Bien sûr, les préfets, les policiers et les gendarmes appliquent la loi, démantèlent des filières d'immigration clandestine, reconduisent dans leur pays un certain nombre de personnes venues en France illégalement. Mais, parallèlement,
le Gouvernement envoie des signaux de relâchement que perçoivent les filières et qui encouragent l'immigration clandestine. Il a ainsi demandé aux préfets d'appliquer une circulaire qui a permis, depuis un an, à près de 17 000 clandestins supplémentaires d'obtenir une carte de séjour.

De même,
le système d'aide sociale apparaît toujours plus attractif pour les clandestins, puisque la ministre des affaires sociales a fait voter une loi qui permet à 264 000 étrangers en situation illégale de bénéficier, sans aucune limitation, d'une aide médicale d'État qui coûte plus de 800 millions aux contribuables. Ces dépenses sont en hausse de plus de 20 % depuis l'arrivée de M. Hollande au pouvoir !

Parallèlement,
contre tout bon sens, le Président de la République a accepté à Bruxelles une diminution du budget de FRONTEX, l'agence chargée de contrôler les frontières extérieures de l'Europe : ce budget, qui était de 115 millions d'euros en 2011, est descendu à 85 millions d'euros en 2013.

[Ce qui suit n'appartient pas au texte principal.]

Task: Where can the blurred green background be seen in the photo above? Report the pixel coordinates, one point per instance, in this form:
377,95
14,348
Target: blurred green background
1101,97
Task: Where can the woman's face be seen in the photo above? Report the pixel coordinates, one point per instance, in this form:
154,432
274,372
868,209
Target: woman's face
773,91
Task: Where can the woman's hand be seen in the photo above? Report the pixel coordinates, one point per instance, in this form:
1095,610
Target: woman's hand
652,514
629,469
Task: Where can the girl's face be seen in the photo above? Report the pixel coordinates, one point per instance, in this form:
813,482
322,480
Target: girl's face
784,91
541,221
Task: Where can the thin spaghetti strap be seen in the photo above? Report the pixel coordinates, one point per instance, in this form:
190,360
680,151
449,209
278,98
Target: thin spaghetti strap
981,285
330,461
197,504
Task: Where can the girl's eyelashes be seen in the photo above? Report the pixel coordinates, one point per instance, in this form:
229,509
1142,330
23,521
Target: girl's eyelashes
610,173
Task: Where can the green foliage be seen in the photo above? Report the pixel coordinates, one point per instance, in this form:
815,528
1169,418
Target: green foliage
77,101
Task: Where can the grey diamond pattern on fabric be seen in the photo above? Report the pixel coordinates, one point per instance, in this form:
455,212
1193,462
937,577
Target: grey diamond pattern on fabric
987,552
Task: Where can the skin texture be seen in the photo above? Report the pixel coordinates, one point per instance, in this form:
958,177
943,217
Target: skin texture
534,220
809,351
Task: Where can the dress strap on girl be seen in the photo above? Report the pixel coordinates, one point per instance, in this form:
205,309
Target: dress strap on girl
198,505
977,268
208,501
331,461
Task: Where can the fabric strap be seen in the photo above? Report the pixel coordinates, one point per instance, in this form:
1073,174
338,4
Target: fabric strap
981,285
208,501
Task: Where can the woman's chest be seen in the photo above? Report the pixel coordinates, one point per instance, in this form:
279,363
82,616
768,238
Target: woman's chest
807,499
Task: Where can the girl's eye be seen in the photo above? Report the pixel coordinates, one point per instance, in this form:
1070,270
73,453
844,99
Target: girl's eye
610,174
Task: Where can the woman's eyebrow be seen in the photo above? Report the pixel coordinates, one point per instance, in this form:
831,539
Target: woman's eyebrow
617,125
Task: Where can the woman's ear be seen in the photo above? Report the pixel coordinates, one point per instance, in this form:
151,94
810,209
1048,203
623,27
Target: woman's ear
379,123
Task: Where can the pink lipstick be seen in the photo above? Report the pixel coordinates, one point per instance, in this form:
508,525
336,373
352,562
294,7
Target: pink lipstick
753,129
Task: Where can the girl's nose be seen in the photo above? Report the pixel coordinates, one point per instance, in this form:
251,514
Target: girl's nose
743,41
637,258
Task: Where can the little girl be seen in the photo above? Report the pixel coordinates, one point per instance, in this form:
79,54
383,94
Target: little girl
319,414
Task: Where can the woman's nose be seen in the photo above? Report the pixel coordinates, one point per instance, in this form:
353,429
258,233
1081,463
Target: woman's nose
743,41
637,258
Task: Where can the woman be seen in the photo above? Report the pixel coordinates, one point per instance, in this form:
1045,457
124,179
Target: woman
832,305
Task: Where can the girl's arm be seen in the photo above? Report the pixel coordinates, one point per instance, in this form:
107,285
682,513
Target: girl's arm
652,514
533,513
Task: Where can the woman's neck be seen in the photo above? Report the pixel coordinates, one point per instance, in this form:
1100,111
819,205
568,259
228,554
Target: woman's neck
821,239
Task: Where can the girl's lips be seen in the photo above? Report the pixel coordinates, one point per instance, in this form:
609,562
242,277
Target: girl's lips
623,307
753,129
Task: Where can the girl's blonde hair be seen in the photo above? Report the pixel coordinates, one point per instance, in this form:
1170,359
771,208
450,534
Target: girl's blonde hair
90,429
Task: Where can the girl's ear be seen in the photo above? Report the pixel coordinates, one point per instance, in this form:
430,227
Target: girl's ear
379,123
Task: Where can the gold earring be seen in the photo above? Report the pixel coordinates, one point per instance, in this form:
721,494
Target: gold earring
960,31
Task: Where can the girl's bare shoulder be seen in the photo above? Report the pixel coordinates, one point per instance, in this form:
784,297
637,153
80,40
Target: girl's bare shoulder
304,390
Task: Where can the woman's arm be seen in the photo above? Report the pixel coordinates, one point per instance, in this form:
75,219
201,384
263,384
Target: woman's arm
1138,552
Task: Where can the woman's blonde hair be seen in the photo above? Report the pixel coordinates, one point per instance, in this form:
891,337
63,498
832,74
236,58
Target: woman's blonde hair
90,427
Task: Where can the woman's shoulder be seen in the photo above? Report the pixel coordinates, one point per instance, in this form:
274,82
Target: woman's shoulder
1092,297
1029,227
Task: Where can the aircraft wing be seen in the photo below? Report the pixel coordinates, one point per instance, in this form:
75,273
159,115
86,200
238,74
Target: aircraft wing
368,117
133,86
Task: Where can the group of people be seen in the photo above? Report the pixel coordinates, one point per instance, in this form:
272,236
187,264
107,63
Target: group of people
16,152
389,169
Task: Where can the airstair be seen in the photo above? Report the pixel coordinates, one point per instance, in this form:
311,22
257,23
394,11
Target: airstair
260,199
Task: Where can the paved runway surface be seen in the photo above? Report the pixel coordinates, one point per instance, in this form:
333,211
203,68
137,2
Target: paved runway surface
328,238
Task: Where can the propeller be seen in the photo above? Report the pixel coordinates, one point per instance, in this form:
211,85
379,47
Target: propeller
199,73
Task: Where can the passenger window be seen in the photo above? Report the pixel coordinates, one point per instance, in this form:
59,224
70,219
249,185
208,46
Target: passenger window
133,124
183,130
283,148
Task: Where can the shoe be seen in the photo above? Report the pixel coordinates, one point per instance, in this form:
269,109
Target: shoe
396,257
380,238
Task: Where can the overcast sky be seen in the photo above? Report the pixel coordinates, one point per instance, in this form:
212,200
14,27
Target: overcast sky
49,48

De la même façon, le ministre de l'intérieur s'efforce de faire face à la crise de l'asile en gérant les centres d'accueil des demandeurs d'asile ; mais la ministre du logement, Mme Duflot, ne l'aide certainement pas à combattre le maintien de déboutés du droit d'asile dans les centres d'hébergement dont elle a la responsabilité.

Le gouvernement donne à l'OFPRA et à la Cour nationale du droit d'asile quelques moyens supplémentaires pour réduire les délais d'examen des quelque 70 000 demandes d'asile ; mais
le ministre des affaires européennes à Bruxelles accepte de voter des directives bureaucratiques, qui vont encore retarder l'examen des demandes d'asile.

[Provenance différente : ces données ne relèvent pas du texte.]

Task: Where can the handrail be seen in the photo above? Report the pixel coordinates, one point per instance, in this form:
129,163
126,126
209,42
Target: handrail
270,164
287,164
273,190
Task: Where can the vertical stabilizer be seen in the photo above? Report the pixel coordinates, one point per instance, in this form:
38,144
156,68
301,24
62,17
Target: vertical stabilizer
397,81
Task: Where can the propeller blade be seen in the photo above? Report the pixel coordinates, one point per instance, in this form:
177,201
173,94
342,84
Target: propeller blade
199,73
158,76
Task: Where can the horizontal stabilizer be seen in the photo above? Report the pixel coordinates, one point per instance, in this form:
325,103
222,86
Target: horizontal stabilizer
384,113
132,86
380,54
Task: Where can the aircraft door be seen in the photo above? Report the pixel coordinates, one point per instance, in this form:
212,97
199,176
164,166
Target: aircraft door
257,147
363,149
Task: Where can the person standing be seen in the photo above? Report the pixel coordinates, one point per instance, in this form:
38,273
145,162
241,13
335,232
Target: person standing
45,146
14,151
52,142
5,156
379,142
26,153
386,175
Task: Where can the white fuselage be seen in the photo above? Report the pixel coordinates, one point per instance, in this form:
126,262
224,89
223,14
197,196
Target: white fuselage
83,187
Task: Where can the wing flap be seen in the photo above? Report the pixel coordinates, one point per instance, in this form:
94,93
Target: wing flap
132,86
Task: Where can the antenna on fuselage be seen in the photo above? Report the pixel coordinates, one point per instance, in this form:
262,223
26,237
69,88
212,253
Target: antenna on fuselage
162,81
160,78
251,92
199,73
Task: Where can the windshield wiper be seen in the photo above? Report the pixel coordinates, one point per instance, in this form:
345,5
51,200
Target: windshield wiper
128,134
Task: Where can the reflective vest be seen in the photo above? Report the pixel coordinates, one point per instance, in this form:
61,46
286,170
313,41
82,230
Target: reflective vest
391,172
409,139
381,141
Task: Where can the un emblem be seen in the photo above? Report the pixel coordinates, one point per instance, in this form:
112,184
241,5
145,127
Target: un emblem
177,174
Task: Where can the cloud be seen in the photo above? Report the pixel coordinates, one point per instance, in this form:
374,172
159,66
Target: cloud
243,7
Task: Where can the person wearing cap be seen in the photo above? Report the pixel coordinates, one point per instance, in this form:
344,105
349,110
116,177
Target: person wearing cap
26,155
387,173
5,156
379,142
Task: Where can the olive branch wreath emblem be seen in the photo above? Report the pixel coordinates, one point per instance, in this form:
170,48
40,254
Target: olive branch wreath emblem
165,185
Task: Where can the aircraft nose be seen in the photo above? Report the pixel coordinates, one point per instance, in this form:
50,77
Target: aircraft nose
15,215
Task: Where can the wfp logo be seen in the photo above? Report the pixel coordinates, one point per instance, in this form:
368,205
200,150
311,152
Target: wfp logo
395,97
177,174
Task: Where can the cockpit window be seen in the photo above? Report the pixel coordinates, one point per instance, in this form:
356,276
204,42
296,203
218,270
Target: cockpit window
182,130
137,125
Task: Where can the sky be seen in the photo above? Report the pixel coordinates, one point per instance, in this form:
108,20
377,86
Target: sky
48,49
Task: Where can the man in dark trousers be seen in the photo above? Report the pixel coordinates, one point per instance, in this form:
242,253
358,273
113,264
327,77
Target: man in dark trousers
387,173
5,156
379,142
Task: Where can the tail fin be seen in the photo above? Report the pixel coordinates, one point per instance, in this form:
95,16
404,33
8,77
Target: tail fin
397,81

Le ministre de l'intérieur fait démanteler, ici ou là, quelques campements illégaux et insalubres de Roms, en vertu de la loi et de décisions de justice qui l'y obligent ; mais
le chef de l'État ne prend aucune initiative pour mettre enfin la Roumanie et la Bulgarie devant leurs responsabilités, alors que ces pays ont reçu, de l'aveu même de la commissaire Viviane Reding, près de 17 milliards d'euros de la part de l'Union européenne pour faciliter l'insertion des Roms, sans résultats et sans contrôle.

De la même façon,
le ministre de l'intérieur ne peut pas conduire une politique d'immigration cohérente lorsque le dialogue avec les pays d'origine et de transit est au point mort, dans les mains d'un ministre du développement, Pascal Canfin, qui refuse de traiter la question migratoire parce qu'il appartient à un parti écologiste hostile à toute régulation de l'immigration.

En réalité, faute de cohérence, faute d'objectifs assumés et d'instruments coordonnés, la politique d'immigration du Gouvernement est condamnée à l'échec.